Atherosclerosis is the main cause of death and disability in Western countries.^1,2 It consists of a chronic, progressive and systemic process, characterized by inflammatory and fibroproliferative response of the arterial wall, which is caused by aggressions to the arterial surface.² The disorder of vascular endothelial function is the first step to atherogenesis,^3-5 hypercholesterolemia being one of its main triggering factors.⁶ The atherosclerotic lesion may affect many and important arterial territories, being responsible for 95% of heart diseases, 85% of intermittent claudication of the lower limbs and 75% of strokes,⁷ besides being an important factor in the development of abdominal aortic aneurysm.⁸

Due to the importance of this disease for human beings, researchers have been continuously searching for experimental models to better characterize it. When a cholesterol-rich diet alone was found to be atherogenic, attention was drawn to models based on supplementation with purified cholesterol and there was no interest in researching diets composed by other elements inducing experimental atherosclerosis.^9,10 In a survey on the characteristics of the methods used in experimental atherosclerosis, rabbits were the most studied species and hypercholesterolemia was the most practical approach for inducing it.¹¹

Atherosclerosis has been induced in rabbits through chow diet containing 1% cholesterol for approximately 12 weeks.^12,13 This method allows not only the formation of atherosclerotic lesions in the thoracic and abdominal aorta,^12,13 but also proved to be effective in the study of carotid atherosclerosis in rabbits.¹⁴ Bocan et al. provided rabbits with a diet composed of varied cholesterol levels, showing that the extension and type of atherosclerotic lesion were proportional to the concentration of serum cholesterol, which, in its turn, increased according to the percentage of cholesterol in the diet.¹⁵ However, the purified cholesterol available in the market is expensive, which limits its wide use in the study of experimental atherosclerosis (Table 1).
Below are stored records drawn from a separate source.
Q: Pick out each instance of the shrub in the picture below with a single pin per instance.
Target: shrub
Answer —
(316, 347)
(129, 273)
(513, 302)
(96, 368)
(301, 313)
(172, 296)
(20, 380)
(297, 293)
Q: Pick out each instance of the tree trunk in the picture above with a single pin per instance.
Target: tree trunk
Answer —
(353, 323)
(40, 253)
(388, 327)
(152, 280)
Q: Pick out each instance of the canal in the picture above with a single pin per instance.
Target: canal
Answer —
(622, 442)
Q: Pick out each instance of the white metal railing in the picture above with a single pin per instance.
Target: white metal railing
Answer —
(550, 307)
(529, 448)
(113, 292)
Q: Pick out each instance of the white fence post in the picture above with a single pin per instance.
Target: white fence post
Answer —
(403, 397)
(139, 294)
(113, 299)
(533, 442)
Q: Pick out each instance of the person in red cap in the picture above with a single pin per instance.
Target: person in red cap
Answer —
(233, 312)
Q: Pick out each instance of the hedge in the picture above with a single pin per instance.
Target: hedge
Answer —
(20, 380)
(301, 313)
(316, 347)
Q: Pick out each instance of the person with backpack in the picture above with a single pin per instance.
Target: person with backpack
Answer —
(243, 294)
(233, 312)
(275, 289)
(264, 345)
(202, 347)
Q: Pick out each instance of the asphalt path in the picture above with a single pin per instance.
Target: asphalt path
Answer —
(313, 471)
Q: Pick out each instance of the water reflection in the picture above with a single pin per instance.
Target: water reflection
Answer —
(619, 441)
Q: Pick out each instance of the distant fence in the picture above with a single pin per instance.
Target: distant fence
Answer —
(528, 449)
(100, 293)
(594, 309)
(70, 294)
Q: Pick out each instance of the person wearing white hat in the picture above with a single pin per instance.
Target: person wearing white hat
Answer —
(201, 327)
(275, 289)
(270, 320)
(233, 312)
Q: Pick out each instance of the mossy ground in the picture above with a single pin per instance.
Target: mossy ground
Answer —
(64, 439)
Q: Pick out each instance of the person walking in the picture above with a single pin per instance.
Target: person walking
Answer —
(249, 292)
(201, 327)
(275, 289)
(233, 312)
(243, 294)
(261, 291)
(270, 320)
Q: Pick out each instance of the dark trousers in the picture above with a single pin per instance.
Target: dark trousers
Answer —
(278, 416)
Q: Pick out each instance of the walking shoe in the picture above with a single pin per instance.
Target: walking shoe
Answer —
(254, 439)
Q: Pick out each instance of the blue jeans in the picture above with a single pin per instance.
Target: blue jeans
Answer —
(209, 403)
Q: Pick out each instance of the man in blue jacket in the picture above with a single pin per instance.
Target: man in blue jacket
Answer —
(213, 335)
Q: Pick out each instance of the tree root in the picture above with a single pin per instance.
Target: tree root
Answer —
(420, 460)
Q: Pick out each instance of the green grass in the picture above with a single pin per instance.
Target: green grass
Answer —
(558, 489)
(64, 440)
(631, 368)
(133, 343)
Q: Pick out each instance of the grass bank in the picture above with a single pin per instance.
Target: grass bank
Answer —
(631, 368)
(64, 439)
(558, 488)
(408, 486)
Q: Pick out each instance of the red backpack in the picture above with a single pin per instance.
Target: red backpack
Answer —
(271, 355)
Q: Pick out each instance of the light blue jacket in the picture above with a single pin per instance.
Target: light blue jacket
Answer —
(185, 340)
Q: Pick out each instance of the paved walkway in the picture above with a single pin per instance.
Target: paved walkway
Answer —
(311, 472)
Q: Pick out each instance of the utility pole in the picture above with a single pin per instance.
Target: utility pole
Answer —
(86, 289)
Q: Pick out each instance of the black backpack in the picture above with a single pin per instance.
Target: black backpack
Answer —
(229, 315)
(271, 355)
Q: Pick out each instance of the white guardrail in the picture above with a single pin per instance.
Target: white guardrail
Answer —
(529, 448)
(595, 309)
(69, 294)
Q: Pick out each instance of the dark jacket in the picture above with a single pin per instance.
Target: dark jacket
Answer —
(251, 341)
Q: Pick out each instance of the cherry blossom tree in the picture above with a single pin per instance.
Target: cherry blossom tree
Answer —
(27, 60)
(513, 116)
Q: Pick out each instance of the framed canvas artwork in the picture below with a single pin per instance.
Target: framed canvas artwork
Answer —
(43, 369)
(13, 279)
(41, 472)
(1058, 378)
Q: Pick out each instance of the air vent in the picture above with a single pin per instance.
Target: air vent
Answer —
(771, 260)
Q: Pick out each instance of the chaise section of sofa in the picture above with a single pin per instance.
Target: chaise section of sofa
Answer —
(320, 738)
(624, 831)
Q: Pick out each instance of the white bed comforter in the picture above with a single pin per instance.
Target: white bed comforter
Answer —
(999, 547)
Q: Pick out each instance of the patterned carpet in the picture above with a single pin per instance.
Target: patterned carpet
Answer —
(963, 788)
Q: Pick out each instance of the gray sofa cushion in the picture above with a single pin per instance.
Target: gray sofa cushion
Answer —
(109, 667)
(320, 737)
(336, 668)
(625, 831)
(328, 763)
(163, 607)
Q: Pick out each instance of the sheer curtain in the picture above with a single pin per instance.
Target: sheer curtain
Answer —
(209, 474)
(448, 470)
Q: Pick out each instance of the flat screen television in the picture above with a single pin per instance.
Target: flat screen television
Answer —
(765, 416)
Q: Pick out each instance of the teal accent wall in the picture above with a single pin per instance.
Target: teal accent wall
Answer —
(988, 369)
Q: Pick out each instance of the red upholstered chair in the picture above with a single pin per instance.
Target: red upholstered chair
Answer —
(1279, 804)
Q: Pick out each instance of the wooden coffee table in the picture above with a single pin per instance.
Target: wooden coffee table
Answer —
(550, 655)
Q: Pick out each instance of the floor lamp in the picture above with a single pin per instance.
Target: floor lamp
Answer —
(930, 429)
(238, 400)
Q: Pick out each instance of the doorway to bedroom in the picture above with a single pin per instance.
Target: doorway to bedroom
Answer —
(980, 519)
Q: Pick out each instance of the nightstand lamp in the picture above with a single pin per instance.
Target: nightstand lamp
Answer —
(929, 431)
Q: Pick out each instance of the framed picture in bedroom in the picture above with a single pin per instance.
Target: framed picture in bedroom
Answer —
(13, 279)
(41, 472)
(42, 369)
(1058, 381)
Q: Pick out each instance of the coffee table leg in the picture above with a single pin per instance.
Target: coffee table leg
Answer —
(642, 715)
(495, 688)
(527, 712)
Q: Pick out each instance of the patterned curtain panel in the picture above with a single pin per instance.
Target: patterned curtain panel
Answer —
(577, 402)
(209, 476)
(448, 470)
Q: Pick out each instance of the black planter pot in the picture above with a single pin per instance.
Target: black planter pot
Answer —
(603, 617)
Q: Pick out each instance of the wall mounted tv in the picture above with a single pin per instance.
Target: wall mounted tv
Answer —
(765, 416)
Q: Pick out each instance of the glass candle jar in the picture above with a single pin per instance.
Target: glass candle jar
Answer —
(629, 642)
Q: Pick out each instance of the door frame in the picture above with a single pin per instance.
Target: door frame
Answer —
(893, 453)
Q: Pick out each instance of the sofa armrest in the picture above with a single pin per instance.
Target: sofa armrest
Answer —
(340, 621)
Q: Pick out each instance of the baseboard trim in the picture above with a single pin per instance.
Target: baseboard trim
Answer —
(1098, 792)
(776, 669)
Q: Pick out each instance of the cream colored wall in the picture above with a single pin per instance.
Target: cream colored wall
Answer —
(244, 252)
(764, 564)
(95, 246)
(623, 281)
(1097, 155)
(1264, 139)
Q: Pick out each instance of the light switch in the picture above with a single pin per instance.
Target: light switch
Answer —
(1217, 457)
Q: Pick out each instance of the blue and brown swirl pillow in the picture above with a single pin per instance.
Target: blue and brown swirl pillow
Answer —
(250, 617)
Table 1 - Compared cost between cholesterol supplement for chow diet and egg yolk (diet at 0.15% cholesterol, for seven rabbits/day, for a 12-week period)
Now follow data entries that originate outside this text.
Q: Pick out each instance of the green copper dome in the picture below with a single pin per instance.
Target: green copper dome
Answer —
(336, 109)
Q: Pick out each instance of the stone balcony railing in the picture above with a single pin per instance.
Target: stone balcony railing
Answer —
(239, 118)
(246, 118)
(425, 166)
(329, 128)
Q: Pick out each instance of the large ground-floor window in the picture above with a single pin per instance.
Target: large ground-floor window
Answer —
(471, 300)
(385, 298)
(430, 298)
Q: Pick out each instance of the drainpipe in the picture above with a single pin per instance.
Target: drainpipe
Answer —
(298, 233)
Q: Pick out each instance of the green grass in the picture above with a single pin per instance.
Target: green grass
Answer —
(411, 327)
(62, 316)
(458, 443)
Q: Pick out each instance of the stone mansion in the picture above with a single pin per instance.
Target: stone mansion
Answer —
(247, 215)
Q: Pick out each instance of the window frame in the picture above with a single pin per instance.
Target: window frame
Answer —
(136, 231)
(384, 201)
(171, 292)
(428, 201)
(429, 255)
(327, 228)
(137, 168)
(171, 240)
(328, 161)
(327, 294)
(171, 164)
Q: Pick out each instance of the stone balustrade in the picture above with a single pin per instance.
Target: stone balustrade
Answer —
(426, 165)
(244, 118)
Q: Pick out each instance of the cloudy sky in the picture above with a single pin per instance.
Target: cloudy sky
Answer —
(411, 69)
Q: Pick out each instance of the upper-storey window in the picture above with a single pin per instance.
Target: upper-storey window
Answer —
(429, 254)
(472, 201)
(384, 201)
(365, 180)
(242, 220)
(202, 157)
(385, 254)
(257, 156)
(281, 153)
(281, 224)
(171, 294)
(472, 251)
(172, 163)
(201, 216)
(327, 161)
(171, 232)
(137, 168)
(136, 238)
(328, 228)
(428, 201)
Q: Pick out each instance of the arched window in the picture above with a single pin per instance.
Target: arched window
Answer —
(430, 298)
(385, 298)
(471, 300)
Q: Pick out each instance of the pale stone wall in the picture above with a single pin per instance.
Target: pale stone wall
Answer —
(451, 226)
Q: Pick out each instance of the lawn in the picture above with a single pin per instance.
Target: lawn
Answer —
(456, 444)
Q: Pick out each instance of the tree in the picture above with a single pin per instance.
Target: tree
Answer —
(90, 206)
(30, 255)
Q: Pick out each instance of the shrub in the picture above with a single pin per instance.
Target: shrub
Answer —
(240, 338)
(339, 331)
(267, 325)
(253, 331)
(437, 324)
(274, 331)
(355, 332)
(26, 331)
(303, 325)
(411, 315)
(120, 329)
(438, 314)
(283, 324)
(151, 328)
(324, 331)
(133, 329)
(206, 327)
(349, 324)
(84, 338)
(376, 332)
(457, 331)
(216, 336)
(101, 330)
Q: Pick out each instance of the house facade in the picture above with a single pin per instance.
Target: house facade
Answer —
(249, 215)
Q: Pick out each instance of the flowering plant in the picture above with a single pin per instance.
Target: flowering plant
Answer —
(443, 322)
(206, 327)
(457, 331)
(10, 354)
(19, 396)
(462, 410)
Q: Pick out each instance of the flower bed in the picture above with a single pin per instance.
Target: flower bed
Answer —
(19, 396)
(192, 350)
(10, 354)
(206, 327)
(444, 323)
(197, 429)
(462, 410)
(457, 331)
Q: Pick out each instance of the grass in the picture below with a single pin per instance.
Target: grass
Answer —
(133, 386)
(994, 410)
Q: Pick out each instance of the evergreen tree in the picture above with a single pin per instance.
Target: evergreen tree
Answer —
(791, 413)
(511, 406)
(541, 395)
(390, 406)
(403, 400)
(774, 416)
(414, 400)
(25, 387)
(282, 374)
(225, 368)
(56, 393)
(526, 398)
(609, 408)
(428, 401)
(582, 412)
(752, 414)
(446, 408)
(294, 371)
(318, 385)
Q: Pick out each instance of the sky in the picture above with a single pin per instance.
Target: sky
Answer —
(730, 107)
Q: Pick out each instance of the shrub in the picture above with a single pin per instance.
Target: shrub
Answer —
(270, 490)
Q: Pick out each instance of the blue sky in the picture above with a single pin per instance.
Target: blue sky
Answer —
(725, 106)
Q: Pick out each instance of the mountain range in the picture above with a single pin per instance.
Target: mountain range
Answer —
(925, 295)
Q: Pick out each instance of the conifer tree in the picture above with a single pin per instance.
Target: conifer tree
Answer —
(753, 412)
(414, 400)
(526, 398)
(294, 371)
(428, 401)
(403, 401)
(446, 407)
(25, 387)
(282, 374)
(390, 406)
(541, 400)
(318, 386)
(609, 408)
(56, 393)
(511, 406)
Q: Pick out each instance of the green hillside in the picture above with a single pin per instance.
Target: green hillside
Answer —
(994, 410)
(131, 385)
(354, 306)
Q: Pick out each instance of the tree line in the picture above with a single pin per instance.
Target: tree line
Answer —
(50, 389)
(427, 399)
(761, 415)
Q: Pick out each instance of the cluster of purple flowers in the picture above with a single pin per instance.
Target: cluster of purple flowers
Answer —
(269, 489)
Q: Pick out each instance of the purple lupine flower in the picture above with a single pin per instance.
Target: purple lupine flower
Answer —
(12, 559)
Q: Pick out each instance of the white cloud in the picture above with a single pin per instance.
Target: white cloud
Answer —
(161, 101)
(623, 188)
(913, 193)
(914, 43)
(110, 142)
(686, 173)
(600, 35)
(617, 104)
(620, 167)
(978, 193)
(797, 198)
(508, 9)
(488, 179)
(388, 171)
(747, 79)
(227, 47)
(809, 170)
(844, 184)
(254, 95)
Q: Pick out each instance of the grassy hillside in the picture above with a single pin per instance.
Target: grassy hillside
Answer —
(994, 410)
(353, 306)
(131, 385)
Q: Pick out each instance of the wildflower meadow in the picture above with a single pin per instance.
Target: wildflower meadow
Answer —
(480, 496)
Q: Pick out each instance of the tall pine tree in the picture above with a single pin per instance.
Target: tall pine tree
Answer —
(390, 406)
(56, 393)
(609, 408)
Source of cholesterol	% of cholesterol	Total cholesterol (G) - 3 months	Cost per gram	Cost per day	Cost in US $§	Cost in R$
Cholesterol - 99%, porcine liver, powder, grade I	0.15% diet = 225 mg/150 g of chow diet	141.75 g	1 g = US$ 36.00 5 g = US$ 114.00 25 g = US$ 315.00†	1.575 g/day US$ 19.85 (bottle w/ 25 g)	1,786.50	4,075.00
Egg yolk (each contains 225 mg of cholesterol in average)*	0.15% diet = 1 egg yolk/150 g of chow diet	630 eggs (egg yolks)	30 dozen eggs (81 g chol) = R$ 27.98‡ : 1 g = R$ 0.35	7 eggs/day (egg yolks) R$ 0.56	22.10	50.40

* USDA Nutrient Database for Standard Reference, 2001.
† Catálogo Sigma 2003/2004.
‡ Associação Paulista de Avicultura (APA): mean wholesale price of white egg, on April/2006, box with 30 dozens, São Paulo, Brazil.
§ Reuters (Folha de S. Paulo): commercial dollar exchange rate at R$ 2.281 on 06/06/2006.

 

Atherosclerotic lesions are apparently more evident associating cholesterol, animal saturated fat and protein, which are present at large quantities in egg yolks. In previous studies carried out at our laboratory, there was significant increase in the concentration of serum cholesterol in rabbits fed with chow diet supplemented with egg yolk.¹⁶ Cholesterol overload using egg yolk, although being a pioneering model of experimental atherosclerosis, had no systematic evaluation of distribution and intensity of vascular impairment. As a consequence, we propose to assess whether the diet under discussion induces atherosclerosis efficaciously in the main arteries of the experimental animal (aorta, carotid, renal, common iliac and femoral arteries) and whether it can be used as an inexpensive experimental model.

MATERIAL AND METHODS

Experimental design

The experimental protocol of this study followed the ethical principles for animal experimentation described by the Brazilian College of Animal Experimentation and was approved by the ethic committee in animal experimentation at Faculdade de Medicina de Botucatu-UNESP. The experiment was carried out using 14 male Norfolk rabbits. The animals were received at the experimental laboratory weighing approximately 1,200 g and approximate age of 80 days. For adaptation, weight gain and reaching ideal age to begin the treatment, the animals were maintained in individual cages with water ad libitum and standard chow diet (Nutricoelho, Purina®) for 14 days, at room temperature and light. In addition, the laboratory is equipped with a ventilation and exhaustion system. After this period, the rabbits were randomized into two groups of seven animals: groups G1 (control) and G2 (with diet supplemented with egg yolk). They were then placed in numbered individual cages and tattooed on the left ear with their respective cage numbers, thus minimizing the possibility of loss.

Chow diet preparation

The animals in group G2 were fed with diet containing one egg yolk plus 13.5 ml of corn oil for each 150 g of standard chow diet for rabbits (Nutricoelho, Purina®) for 3 months. This diet was prepared every week, 10 kg at each time, at the experimental laboratories of Faculdade de Medicina de Botucatu. The standard chow diet was ground in a grinder and then mixed with egg yolks, water and corn oil in a mixer (Marconi®). The mass was submitted to pelletization in a meat grinder (CAF®, model 10, cycling 60 Hz) and dried in a drying and sterilizing greenhouse (Fanem®, model 320-SE) at 55 °C for 24 h. The chow diet was maintained at a refrigeration equipment until consumption. It was considered that each egg yolk contained 225 mg cholesterol, 1.8 g saturated fat, 2.16 g monounsaturated fatty acids and 0.72 g polyunsaturated fatty acids.¹⁷ Group G1 was given usual chow diet of the same brand and lot for the same period of time, and water was offered ad libitum.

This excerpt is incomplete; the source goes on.